Don’t Believe Everything You . . . Sing

Last week, leading up to Christmas, did you sing these words from “Away in a Manger”?

And fit us for Heaven, to live with Thee there.

Or do you remember this oldie but a goodie?

On that bright and cloudless morning when the dead in Christ shall rise,

And the glory of His resurrection share;

When His chosen ones shall gather to their home beyond the skies,

And the roll is called up yonder, I’ll be there.

Do you sing along with this rarely-printed verse of Amazing Grace now that Chris Tomlin has revitalized it in “Amazing Grace (My Chains Are Gone)”?

The earth shall soon dissolve like snow,

The sun forebear to shine;

But God, who called me here below,

Will be forever mine.

Middleton reminds us that the songs we sing have great ability to shape our beliefs.  Unfortunately, these songs are reinforcing an anti-physical world bias born from ancient Greek philosophy more than the Bible.  As Middleton will argue in A New Heaven and a New Earth, these sentiments – popular though they may be – are simply not biblical.

If Heaven is some spiritual home beyond the clouds, separated from all that is physical and especially this earth, what are we to do with this short preview of passages that seem to suggest a different, earth-bound future?

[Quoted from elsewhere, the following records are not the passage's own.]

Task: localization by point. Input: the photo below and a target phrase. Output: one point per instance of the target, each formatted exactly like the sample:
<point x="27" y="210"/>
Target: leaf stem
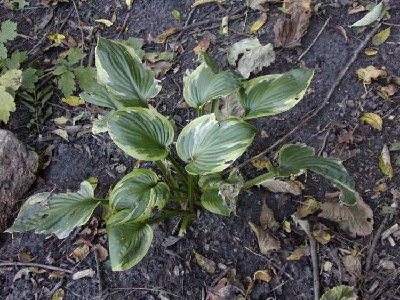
<point x="258" y="180"/>
<point x="167" y="176"/>
<point x="178" y="169"/>
<point x="170" y="214"/>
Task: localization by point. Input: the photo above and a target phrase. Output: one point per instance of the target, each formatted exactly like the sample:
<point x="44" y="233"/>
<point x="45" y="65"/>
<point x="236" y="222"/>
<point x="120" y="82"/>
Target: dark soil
<point x="169" y="272"/>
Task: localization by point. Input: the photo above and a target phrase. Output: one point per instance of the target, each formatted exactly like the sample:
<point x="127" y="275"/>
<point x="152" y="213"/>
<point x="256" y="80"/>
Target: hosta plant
<point x="191" y="167"/>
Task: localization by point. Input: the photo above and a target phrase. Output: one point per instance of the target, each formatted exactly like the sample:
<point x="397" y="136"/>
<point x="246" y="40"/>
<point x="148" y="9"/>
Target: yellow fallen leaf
<point x="105" y="22"/>
<point x="372" y="119"/>
<point x="370" y="52"/>
<point x="73" y="101"/>
<point x="57" y="38"/>
<point x="381" y="37"/>
<point x="287" y="226"/>
<point x="200" y="2"/>
<point x="259" y="23"/>
<point x="370" y="73"/>
<point x="167" y="33"/>
<point x="262" y="275"/>
<point x="384" y="162"/>
<point x="58" y="295"/>
<point x="299" y="252"/>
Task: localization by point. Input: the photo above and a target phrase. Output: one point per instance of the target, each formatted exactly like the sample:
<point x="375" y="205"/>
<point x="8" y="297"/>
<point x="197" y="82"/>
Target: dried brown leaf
<point x="356" y="220"/>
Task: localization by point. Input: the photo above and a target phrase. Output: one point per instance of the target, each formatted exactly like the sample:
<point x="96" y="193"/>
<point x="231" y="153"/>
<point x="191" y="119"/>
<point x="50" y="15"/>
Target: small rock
<point x="18" y="167"/>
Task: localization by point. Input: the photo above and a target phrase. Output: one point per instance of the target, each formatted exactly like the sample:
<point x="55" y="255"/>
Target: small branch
<point x="49" y="267"/>
<point x="374" y="244"/>
<point x="315" y="40"/>
<point x="314" y="260"/>
<point x="328" y="96"/>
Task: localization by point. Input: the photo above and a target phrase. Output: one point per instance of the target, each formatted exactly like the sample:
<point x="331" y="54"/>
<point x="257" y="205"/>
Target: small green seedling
<point x="193" y="166"/>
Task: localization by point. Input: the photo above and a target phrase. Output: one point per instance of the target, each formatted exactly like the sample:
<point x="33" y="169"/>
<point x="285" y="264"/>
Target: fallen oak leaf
<point x="266" y="241"/>
<point x="372" y="119"/>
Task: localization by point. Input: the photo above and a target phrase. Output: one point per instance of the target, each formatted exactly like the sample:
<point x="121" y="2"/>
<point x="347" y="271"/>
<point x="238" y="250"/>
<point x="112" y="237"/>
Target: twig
<point x="96" y="256"/>
<point x="328" y="96"/>
<point x="49" y="267"/>
<point x="314" y="260"/>
<point x="80" y="27"/>
<point x="315" y="40"/>
<point x="374" y="244"/>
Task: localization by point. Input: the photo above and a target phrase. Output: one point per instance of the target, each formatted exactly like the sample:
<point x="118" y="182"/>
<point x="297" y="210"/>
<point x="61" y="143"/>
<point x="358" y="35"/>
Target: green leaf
<point x="341" y="292"/>
<point x="274" y="94"/>
<point x="213" y="202"/>
<point x="210" y="146"/>
<point x="7" y="104"/>
<point x="203" y="85"/>
<point x="86" y="77"/>
<point x="66" y="83"/>
<point x="48" y="213"/>
<point x="121" y="70"/>
<point x="128" y="243"/>
<point x="374" y="15"/>
<point x="138" y="194"/>
<point x="8" y="31"/>
<point x="141" y="132"/>
<point x="294" y="159"/>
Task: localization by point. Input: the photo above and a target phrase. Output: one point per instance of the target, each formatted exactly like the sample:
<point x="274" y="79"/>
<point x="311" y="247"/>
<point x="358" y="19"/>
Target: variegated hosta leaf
<point x="137" y="194"/>
<point x="274" y="94"/>
<point x="48" y="213"/>
<point x="128" y="243"/>
<point x="210" y="146"/>
<point x="203" y="85"/>
<point x="141" y="132"/>
<point x="122" y="71"/>
<point x="295" y="159"/>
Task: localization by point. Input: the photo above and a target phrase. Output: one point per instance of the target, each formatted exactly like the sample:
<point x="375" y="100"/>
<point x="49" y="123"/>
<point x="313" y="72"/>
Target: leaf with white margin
<point x="128" y="243"/>
<point x="255" y="56"/>
<point x="137" y="194"/>
<point x="210" y="146"/>
<point x="142" y="133"/>
<point x="203" y="85"/>
<point x="294" y="159"/>
<point x="121" y="70"/>
<point x="48" y="213"/>
<point x="274" y="94"/>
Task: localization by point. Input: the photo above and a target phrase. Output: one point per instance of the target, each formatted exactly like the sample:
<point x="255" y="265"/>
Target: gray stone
<point x="18" y="167"/>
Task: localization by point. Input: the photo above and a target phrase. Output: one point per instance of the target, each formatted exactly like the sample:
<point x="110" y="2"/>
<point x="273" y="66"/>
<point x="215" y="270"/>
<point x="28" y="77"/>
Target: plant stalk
<point x="167" y="176"/>
<point x="256" y="181"/>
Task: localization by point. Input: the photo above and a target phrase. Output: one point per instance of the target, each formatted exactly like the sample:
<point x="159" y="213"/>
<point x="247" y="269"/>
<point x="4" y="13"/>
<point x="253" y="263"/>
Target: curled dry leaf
<point x="255" y="56"/>
<point x="267" y="218"/>
<point x="266" y="241"/>
<point x="299" y="252"/>
<point x="384" y="162"/>
<point x="259" y="23"/>
<point x="356" y="220"/>
<point x="370" y="73"/>
<point x="288" y="32"/>
<point x="262" y="275"/>
<point x="372" y="119"/>
<point x="80" y="253"/>
<point x="206" y="264"/>
<point x="352" y="265"/>
<point x="282" y="186"/>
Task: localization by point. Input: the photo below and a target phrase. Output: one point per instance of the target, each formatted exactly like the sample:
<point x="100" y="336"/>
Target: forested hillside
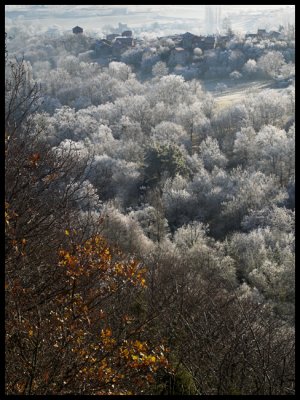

  • In Matthew 19:28, Jesus talks about the end of the world as the “renewal of all things” (not destruction).  Furthermore, Jesus tells his disciples that they will sit on thrones and rule with him in this renewed reality.
  • Peter talks about a future time as “the restoration of all things,” again not a destruction (Acts 3:21).
  • This “restoration” and “renewal” affects “all things,” not just souls or people (Acts 3:21; Col 1:20; Eph 1:10).
  • In the Beatitudes (Matthew 5:5), the meek are told they will inherit the “world,” a sore consolation if it will be destroyed.
  • John describes the culmination of God’s salvific work as the time when “the kingdom of the world has become the kingdom of our Lord” (Rev 11:15).
  • Psalm 148 described full-orbed worship. Eleven verses mention various entities praising God – animals, atmospheric elements, constellation, etc. Humans are mentioned in only two of those verses. It would appear God has a relationship with far more than humanity alone.

They are catchy tunes, but are they really describing what the Bible describes as the end of life as we know it?